Li Ka-Shing, the richest real estate mogul in the world, was born on June 13, 1928, in Chaozhou, China. He ranks as the 41st richest person in the world with a net worth of $30.5 billion, making 17.6 million troy ounces of gold or 314 million barrels of crude oil equal to his wealth.
Hutchison Holdings Ltd., the conglomerate founded by billionaire Li Ka-Shing, saw its profit rise 4.3% in the first half of this year despite warnings of growing threats from a worldwide recession.
According to recent reports, the CK Group’s flagship business earned HK$19.09 billion (US$2.43 billion) in net profits for the six-month period that ended in June. Total revenue climbed 8.1% from the same period last year to HK$229.6 billion. It enhanced the interim dividend to HK$0.84 per share in contrast to the prior year.
The majority of Li’s wealth is made up of stock in publicly traded companies like the Hong Kong conglomerate CK Hutchison Holdings, the Canadian oil and gas producer Cenovus Energy, the San Jose-based Zoom Video Communications, and the real estate developer CK Asset. He restructured his companies in 2015, dismantling the network of companies that held stock in one another.
Li holds 30% of both CK Asset, where his real estate interests are kept, and CK Hutchison, which includes a variety of assets including ports, infrastructure, and mobile phone networks. There are two further publicly traded holdings: CK Infrastructure and Hutchison Telecom Hong Kong.
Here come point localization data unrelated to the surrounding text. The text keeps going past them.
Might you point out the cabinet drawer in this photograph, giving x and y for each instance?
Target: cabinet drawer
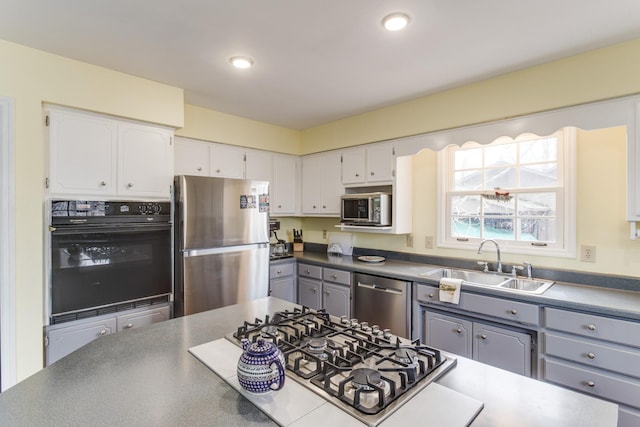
(312, 271)
(593, 382)
(588, 325)
(281, 270)
(505, 309)
(597, 355)
(337, 276)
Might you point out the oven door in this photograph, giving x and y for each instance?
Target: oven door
(96, 266)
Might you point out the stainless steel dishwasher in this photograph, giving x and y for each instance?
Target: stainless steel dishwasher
(384, 302)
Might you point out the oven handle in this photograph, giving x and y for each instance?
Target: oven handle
(378, 288)
(121, 228)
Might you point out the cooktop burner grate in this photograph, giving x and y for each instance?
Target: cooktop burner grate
(360, 368)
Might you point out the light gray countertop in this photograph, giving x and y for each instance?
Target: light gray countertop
(147, 377)
(600, 300)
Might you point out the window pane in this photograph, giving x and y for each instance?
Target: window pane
(537, 204)
(538, 230)
(498, 228)
(543, 175)
(468, 159)
(500, 155)
(465, 227)
(500, 178)
(465, 205)
(540, 150)
(467, 180)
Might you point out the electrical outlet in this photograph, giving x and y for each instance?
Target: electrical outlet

The shares are owned through a number of holding companies and trusts that were established in Hong Kong, the British Virgin Islands, the Cayman Islands, and Panama, according to paperwork presented to the Hong Kong Stock Exchange. Li is also given credit for the shares that his son, Victor Li, owns in order to emphasize his standing as the originator.
Li’s family fled to Hong Kong in 1940 when the Japanese occupied China. After his father passed away, Li was compelled to begin working as an apprentice in a factory at the age of 14. He established a facility that made plastic flowers in 1950, following which he began investing in real estate.
In 1967, after the Cultural Revolution-related turmoil reduced prices, he bought property in Hong Kong (he did so again after the Tiananmen Square crackdown in 1989). Cheung Kong, Li’s largest company, built about one in every seven private dwellings in the city twelve years later.